A device used to affect certain parts of the spectrum of a sound, by causing the attenuation of certain frequency bands, while allowing other bands to pass unattenuated. Some common types of filters are:
- high-pass filters (which attenuate low frequencies below the cut-off frequency);
- low-pass filters (which attenuate high frequencies above the cut-off frequency);
- band-pass filters (which combine both high-pass and low-pass functions);
- band-reject filters (which perform the opposite function of the band-pass type);
- octave, half-octave, third-octave, tenth-octave filters (which pass a controllable amount of the spectrum in each band);
- shelving filters (which boost or attenuate all frequencies above or below the shelf point);
- resonant or formant filters (with variable centre frequency and Q).
The Q of a filter is a measure of its resonance and is defined as the ratio of centre frequency to the bandwidth. The narrower the bandwidth, the higher the Q, and the more the filter will 'ring' or go into oscillation when stimulated by a signal with energy near the centre frequency.
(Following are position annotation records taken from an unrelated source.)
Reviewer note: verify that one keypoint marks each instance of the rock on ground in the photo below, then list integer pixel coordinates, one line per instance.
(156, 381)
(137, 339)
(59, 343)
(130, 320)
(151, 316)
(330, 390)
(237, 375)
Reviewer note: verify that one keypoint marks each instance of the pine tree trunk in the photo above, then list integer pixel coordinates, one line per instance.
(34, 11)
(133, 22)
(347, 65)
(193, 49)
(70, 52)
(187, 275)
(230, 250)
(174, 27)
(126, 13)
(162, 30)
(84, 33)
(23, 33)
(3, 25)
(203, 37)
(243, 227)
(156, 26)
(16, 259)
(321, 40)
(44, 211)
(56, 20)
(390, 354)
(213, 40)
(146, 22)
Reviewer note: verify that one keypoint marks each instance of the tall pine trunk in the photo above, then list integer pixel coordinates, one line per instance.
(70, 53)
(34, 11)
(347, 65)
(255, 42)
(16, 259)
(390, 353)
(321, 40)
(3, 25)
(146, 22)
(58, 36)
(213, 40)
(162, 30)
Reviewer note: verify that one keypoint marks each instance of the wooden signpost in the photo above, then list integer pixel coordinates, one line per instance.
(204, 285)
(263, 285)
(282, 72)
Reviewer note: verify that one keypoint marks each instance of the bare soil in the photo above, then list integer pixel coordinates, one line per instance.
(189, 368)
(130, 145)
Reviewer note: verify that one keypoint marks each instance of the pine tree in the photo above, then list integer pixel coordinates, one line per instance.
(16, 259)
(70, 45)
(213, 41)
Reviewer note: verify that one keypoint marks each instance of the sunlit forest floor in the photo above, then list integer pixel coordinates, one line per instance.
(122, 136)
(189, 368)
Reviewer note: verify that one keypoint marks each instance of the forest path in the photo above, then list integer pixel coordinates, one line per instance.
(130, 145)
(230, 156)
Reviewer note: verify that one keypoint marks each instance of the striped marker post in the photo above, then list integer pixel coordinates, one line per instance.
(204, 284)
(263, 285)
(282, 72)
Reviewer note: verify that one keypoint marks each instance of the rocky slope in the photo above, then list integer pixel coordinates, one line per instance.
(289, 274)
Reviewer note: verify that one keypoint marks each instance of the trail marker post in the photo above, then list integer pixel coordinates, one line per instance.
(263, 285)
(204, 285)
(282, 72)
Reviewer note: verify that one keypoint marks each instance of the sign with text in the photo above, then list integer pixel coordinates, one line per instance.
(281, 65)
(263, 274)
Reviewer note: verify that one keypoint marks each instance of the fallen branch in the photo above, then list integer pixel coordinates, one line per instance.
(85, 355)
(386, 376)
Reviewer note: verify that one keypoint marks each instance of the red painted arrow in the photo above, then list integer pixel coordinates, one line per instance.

A constant Q filter varies its bandwidth as a function of the centre frequency, always keeping the ratio between them the same.
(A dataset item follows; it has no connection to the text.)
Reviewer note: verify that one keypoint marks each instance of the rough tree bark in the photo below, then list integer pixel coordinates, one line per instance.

A group of such filters may be interconnected to form a filter bank. (Reduced from Barry Truax - Handbook for Acoustic Ecology CD-ROM Edition. Cambridge Street Publishing, 1999 - CSR-CDR 9901)
With Comb-Filtering, a sound is passed through a group of filters, generally distributed equidistantly. The mode of sound processing changes the spectral content of sounds around the selected frequencies, possibly boosting them to the extent of generating resonance, when the width of the filtered areas become very thin. Sinusoidal frequencies then start to oscillate in response to the feedback created in those frequencies. (Source - Rodolfo Caesar (1992). The Composition of Electroacoustic Music. PhD Thesis, University of East Anglia.)
Filters have also been used as musical 'instruments' in live performance, most significantly in a number of works by Karlheinz Stockhausen, including Mikrophonie I (1964), Prozession (1967), and Kurzwellen (1968). The filters were used to transform the sounds of a large tam-tam picked up by microphones moved by performers over the surface. In the latter two works the filters were also applied to the sound from a contact microphone attached to a viola. (Source - Richard Dobson (1992). A Dictionary of Electronic and Computer Music Technology. Oxford University Press.)